LLM的使用與字符/字數(token)的使用更直接相關,也可直接使用對話中的token數量來限制記憶體使用。
from langchain.memory import ConversationTokenBufferMemory
memory = ConversationTokenBufferMemory(llm=llm, max_token_limit=30)
透過llm先產生一段摘要後,再將這段摘要儲存在記憶體,達到節省token用量的效果
from langchain.memory import ConversationSummaryBufferMemory
# create a long string
schedule = "There is a meeting at 8am with your product team. \
You will need your powerpoint presentation prepared. \
9am-12pm have time to work on your LangChain \
project which will go quickly because Langchain is such a powerful tool. \
At Noon, lunch at the italian resturant with a customer who is driving \
from over an hour away to meet you to understand the latest in AI. \
Be sure to bring your laptop to show the latest LLM demo."
memory = ConversationSummaryBufferMemory(llm=llm, max_token_limit=100)
memory.save_context({"input": "Hello"}, {"output": "What's up"})
memory.save_context({"input": "Not much, just hanging"},
{"output": "Cool"})
memory.save_context({"input": "What is on the schedule today?"},
{"output": f"{schedule}"})
檢查儲存在記憶體內的變量,可以發現是一段摘要過的文件,並且在後續的提問當中會被整合入系統的提示內。
print(memory.load_memory_variables({}))
# human mentions that they are not doing much. The AI informs the human about their schedule for the day, including a meeting with the product team, working on the LangChain project, and having lunch with a customer to discuss the latest in AI. The AI also reminds the human to bring their laptop to show a demo.'}
這段是課程內沒提到,但在官方文件內有提到的
VectorStoreRetrieverMemory
直接將之前的對話內容向量化並儲存在向量資料庫(VectorDB)內,並在每次調用時查詢前 K 個最“顯著”的文檔。白話來說,是透過比對對話內容的相關性,從資料庫提取過去最相關連的對話紀錄
這與大多數其他 Memory 類不同,因為它不顯式跟踪交互的順序。
在這種情況下,“文檔(context)”是以前的對話片段。這對於參考人工智能在對話之前被告知的相關信息很有用。
from datetime import datetime
from langchain.embeddings.openai import OpenAIEmbeddings
from langchain.llms import OpenAI
from langchain.memory import VectorStoreRetrieverMemory
from langchain.chains import ConversationChain
from langchain.prompts import PromptTemplate
選擇你要用的向量資料庫
import faiss
from langchain.docstore import InMemoryDocstore
from langchain.vectorstores import FAISS
embedding_size = 1536 # Dimensions of the OpenAIEmbeddings
index = faiss.IndexFlatL2(embedding_size)
embedding_fn = OpenAIEmbeddings().embed_query
vectorstore = FAISS(embedding_fn, index, InMemoryDocstore({}), {})
存入對話紀錄
# In actual usage, you would set `k` to be a higher value, but we use k=1 to show that
# the vector lookup still returns the semantically relevant information
retriever = vectorstore.as_retriever(search_kwargs=dict(k=1))

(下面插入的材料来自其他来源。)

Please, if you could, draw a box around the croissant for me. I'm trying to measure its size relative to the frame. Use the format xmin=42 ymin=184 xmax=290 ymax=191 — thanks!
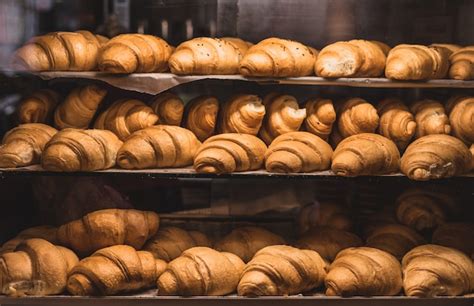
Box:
xmin=183 ymin=96 xmax=219 ymax=141
xmin=220 ymin=95 xmax=265 ymax=135
xmin=237 ymin=245 xmax=326 ymax=297
xmin=331 ymin=133 xmax=400 ymax=176
xmin=402 ymin=244 xmax=474 ymax=297
xmin=385 ymin=45 xmax=450 ymax=80
xmin=0 ymin=239 xmax=79 ymax=296
xmin=150 ymin=92 xmax=184 ymax=126
xmin=0 ymin=123 xmax=57 ymax=168
xmin=98 ymin=34 xmax=172 ymax=73
xmin=194 ymin=133 xmax=267 ymax=174
xmin=94 ymin=99 xmax=158 ymax=141
xmin=41 ymin=129 xmax=122 ymax=172
xmin=18 ymin=89 xmax=60 ymax=123
xmin=400 ymin=134 xmax=472 ymax=181
xmin=259 ymin=93 xmax=306 ymax=145
xmin=12 ymin=31 xmax=107 ymax=71
xmin=325 ymin=247 xmax=402 ymax=297
xmin=377 ymin=98 xmax=416 ymax=151
xmin=158 ymin=247 xmax=245 ymax=296
xmin=54 ymin=85 xmax=107 ymax=130
xmin=58 ymin=209 xmax=160 ymax=255
xmin=265 ymin=132 xmax=333 ymax=173
xmin=366 ymin=224 xmax=426 ymax=260
xmin=67 ymin=245 xmax=166 ymax=296
xmin=315 ymin=39 xmax=386 ymax=78
xmin=214 ymin=226 xmax=286 ymax=262
xmin=143 ymin=226 xmax=211 ymax=262
xmin=296 ymin=227 xmax=363 ymax=262
xmin=117 ymin=125 xmax=201 ymax=169
xmin=239 ymin=37 xmax=316 ymax=77
xmin=304 ymin=99 xmax=336 ymax=141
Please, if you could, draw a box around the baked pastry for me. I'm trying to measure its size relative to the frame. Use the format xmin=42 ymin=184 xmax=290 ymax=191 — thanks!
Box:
xmin=400 ymin=134 xmax=472 ymax=181
xmin=54 ymin=85 xmax=107 ymax=130
xmin=143 ymin=226 xmax=211 ymax=262
xmin=0 ymin=239 xmax=79 ymax=297
xmin=98 ymin=34 xmax=173 ymax=73
xmin=158 ymin=247 xmax=245 ymax=296
xmin=214 ymin=226 xmax=286 ymax=262
xmin=265 ymin=132 xmax=333 ymax=173
xmin=67 ymin=245 xmax=166 ymax=296
xmin=58 ymin=209 xmax=160 ymax=255
xmin=402 ymin=244 xmax=474 ymax=297
xmin=194 ymin=133 xmax=267 ymax=174
xmin=117 ymin=125 xmax=201 ymax=169
xmin=219 ymin=95 xmax=265 ymax=135
xmin=237 ymin=245 xmax=326 ymax=297
xmin=94 ymin=99 xmax=158 ymax=141
xmin=239 ymin=37 xmax=316 ymax=77
xmin=41 ymin=129 xmax=122 ymax=172
xmin=331 ymin=133 xmax=400 ymax=176
xmin=325 ymin=247 xmax=402 ymax=297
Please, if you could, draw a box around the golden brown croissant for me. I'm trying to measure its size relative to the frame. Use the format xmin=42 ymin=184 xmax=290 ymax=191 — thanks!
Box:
xmin=0 ymin=123 xmax=57 ymax=168
xmin=158 ymin=247 xmax=245 ymax=296
xmin=265 ymin=132 xmax=333 ymax=173
xmin=219 ymin=95 xmax=265 ymax=135
xmin=18 ymin=89 xmax=60 ymax=123
xmin=183 ymin=96 xmax=219 ymax=141
xmin=410 ymin=99 xmax=451 ymax=138
xmin=98 ymin=34 xmax=172 ymax=73
xmin=237 ymin=245 xmax=326 ymax=297
xmin=117 ymin=125 xmax=201 ymax=169
xmin=194 ymin=133 xmax=267 ymax=174
xmin=67 ymin=245 xmax=166 ymax=296
xmin=400 ymin=134 xmax=472 ymax=181
xmin=296 ymin=227 xmax=363 ymax=262
xmin=214 ymin=226 xmax=286 ymax=262
xmin=239 ymin=37 xmax=316 ymax=77
xmin=94 ymin=99 xmax=158 ymax=141
xmin=377 ymin=98 xmax=416 ymax=151
xmin=41 ymin=129 xmax=122 ymax=172
xmin=54 ymin=85 xmax=107 ymax=130
xmin=0 ymin=239 xmax=79 ymax=296
xmin=150 ymin=92 xmax=184 ymax=126
xmin=315 ymin=39 xmax=388 ymax=78
xmin=402 ymin=244 xmax=474 ymax=297
xmin=385 ymin=45 xmax=450 ymax=80
xmin=259 ymin=93 xmax=306 ymax=145
xmin=304 ymin=99 xmax=336 ymax=141
xmin=331 ymin=133 xmax=400 ymax=176
xmin=325 ymin=247 xmax=402 ymax=296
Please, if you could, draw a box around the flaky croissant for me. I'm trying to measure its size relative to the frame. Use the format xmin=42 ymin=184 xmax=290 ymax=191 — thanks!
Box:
xmin=239 ymin=37 xmax=316 ymax=77
xmin=402 ymin=244 xmax=474 ymax=297
xmin=400 ymin=134 xmax=472 ymax=181
xmin=194 ymin=133 xmax=267 ymax=174
xmin=117 ymin=125 xmax=201 ymax=169
xmin=0 ymin=123 xmax=57 ymax=168
xmin=98 ymin=34 xmax=172 ymax=73
xmin=214 ymin=226 xmax=286 ymax=262
xmin=94 ymin=99 xmax=158 ymax=141
xmin=331 ymin=133 xmax=400 ymax=176
xmin=67 ymin=245 xmax=166 ymax=296
xmin=219 ymin=94 xmax=265 ymax=135
xmin=265 ymin=132 xmax=333 ymax=173
xmin=0 ymin=239 xmax=79 ymax=297
xmin=158 ymin=247 xmax=245 ymax=296
xmin=54 ymin=85 xmax=107 ymax=130
xmin=237 ymin=245 xmax=326 ymax=297
xmin=325 ymin=247 xmax=402 ymax=297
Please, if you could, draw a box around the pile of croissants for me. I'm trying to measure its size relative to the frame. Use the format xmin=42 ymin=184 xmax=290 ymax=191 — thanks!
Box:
xmin=12 ymin=31 xmax=474 ymax=80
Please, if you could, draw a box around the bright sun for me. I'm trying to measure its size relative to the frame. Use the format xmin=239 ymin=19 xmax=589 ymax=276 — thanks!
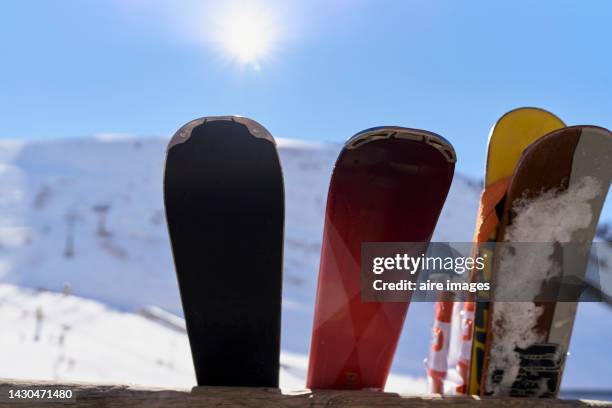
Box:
xmin=217 ymin=7 xmax=278 ymax=64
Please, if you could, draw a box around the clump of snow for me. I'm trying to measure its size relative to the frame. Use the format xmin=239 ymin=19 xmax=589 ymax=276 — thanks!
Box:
xmin=487 ymin=302 xmax=543 ymax=395
xmin=505 ymin=176 xmax=602 ymax=242
xmin=487 ymin=176 xmax=602 ymax=395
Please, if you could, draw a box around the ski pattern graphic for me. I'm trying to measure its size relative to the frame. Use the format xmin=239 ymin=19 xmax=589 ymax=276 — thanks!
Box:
xmin=307 ymin=127 xmax=455 ymax=389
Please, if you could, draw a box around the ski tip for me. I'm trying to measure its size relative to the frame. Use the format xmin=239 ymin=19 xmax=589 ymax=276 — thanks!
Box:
xmin=344 ymin=126 xmax=457 ymax=163
xmin=166 ymin=115 xmax=276 ymax=151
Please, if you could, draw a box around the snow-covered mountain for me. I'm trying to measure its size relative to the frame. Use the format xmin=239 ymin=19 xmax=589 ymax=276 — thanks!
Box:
xmin=0 ymin=136 xmax=612 ymax=392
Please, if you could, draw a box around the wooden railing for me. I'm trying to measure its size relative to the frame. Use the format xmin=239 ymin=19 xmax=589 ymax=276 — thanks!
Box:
xmin=0 ymin=380 xmax=612 ymax=408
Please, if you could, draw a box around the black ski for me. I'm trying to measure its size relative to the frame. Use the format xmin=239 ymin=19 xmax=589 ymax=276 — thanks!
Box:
xmin=164 ymin=116 xmax=284 ymax=387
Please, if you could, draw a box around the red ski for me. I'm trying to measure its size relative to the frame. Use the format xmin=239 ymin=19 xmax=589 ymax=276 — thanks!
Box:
xmin=307 ymin=127 xmax=456 ymax=389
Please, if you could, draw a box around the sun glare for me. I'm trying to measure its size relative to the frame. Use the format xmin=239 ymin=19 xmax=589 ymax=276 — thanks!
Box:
xmin=217 ymin=7 xmax=278 ymax=66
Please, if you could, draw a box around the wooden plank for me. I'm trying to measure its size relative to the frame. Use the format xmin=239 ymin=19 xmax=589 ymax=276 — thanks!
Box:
xmin=0 ymin=380 xmax=612 ymax=408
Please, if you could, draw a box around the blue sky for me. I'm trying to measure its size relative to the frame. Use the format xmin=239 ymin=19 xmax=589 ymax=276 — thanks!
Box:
xmin=0 ymin=0 xmax=612 ymax=182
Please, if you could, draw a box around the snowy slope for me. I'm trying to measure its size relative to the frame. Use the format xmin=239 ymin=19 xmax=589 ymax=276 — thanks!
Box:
xmin=0 ymin=136 xmax=612 ymax=392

memory = VectorStoreRetrieverMemory(retriever=retriever)
# When added to an agent, the memory object can save pertinent information from conversations or used tools
memory.save_context({"input": "My favorite food is pizza"}, {"output": "that's good to know"})
memory.save_context({"input": "My favorite sport is soccer"}, {"output": "..."})

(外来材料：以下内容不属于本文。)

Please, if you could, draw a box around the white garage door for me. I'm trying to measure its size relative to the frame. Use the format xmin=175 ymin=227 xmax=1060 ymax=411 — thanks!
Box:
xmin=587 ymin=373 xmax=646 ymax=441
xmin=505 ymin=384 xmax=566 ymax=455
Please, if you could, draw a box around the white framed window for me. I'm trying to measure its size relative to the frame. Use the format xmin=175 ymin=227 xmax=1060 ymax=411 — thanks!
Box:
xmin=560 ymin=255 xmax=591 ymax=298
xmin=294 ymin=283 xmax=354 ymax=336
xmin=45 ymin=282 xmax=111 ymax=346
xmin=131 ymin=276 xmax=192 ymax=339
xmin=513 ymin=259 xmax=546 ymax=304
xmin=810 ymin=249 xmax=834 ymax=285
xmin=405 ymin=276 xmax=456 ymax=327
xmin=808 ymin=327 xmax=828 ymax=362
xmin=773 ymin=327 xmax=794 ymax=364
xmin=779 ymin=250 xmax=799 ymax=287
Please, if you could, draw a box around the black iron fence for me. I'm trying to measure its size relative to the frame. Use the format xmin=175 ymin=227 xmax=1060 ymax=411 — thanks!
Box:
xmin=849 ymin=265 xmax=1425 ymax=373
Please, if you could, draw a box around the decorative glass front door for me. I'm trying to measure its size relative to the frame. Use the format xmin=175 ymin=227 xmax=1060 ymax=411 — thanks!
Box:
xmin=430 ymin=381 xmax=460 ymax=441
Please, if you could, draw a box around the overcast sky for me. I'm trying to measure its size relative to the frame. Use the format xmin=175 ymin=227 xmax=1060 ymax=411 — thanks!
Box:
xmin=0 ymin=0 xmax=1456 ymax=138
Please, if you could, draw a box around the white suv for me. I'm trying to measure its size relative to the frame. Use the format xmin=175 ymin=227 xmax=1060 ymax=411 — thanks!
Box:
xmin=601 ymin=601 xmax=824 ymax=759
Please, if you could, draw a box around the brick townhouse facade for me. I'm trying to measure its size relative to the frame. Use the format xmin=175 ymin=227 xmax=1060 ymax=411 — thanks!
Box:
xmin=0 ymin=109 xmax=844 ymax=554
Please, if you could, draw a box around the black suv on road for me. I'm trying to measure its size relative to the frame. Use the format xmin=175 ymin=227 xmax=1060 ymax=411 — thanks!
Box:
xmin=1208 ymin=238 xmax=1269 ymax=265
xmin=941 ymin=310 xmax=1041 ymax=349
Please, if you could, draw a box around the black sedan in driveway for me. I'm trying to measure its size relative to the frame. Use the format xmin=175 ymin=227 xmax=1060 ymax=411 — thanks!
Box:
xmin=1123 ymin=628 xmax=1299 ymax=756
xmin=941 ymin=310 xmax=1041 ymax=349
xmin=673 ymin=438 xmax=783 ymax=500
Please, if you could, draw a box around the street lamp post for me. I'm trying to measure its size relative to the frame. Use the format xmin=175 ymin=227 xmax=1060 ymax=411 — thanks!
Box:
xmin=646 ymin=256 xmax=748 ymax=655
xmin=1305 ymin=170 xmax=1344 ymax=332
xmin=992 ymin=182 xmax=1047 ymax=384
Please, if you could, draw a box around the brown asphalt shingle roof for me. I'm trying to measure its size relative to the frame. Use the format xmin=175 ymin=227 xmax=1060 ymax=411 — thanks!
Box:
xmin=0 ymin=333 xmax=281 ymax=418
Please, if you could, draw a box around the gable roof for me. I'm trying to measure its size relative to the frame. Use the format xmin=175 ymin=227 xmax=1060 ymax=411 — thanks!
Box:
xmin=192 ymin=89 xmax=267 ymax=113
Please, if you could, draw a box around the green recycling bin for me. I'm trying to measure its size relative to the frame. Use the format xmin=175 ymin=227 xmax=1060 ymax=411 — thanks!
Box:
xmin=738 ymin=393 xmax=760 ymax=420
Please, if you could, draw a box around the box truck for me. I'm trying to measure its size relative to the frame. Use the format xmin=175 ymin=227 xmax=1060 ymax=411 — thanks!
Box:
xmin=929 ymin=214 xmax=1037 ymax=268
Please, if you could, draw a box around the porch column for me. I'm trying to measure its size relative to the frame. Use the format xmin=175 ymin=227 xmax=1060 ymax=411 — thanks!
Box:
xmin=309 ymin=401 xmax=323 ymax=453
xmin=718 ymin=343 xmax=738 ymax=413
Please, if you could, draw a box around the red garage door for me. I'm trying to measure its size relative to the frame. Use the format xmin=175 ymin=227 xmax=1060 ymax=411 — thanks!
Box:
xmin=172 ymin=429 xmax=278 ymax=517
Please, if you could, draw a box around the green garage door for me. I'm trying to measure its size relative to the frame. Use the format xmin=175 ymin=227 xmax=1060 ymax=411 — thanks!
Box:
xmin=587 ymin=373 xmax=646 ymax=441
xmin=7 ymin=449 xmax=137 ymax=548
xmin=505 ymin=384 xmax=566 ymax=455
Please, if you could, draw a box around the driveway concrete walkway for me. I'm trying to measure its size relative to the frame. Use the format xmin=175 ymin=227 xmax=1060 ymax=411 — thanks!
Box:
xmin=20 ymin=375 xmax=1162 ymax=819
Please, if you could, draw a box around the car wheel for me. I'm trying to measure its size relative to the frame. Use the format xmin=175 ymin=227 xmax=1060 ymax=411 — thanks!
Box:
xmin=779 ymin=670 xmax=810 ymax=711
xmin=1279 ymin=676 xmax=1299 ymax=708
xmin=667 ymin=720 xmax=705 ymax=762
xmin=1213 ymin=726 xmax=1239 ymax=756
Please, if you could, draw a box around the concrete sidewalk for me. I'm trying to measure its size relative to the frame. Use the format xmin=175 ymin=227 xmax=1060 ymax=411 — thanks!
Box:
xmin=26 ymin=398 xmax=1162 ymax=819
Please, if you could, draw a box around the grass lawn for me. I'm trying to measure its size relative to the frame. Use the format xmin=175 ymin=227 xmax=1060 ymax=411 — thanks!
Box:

memory.save_context({"input": "I don't the Celtics"}, {"output": "ok"}) #
檢視當輸入問題時,查詢到的最相關對話紀錄
# Notice the first result returned is the memory pertaining to tax help, which the language model deems more semantically relevant
# to a 1099 than the other documents, despite them both containing numbers.
print(memory.load_memory_variables({"prompt": "what sport should i watch?"})["history"])
# input: My favorite sport is soccer
# output: ...
使用範例
llm = OpenAI(temperature=0) # Can be any valid LLM
_DEFAULT_TEMPLATE = """The following is a friendly conversation between a human and an AI. The AI is talkative and provides lots of specific details from its context. If the AI does not know the answer to a question, it truthfully says it does not know.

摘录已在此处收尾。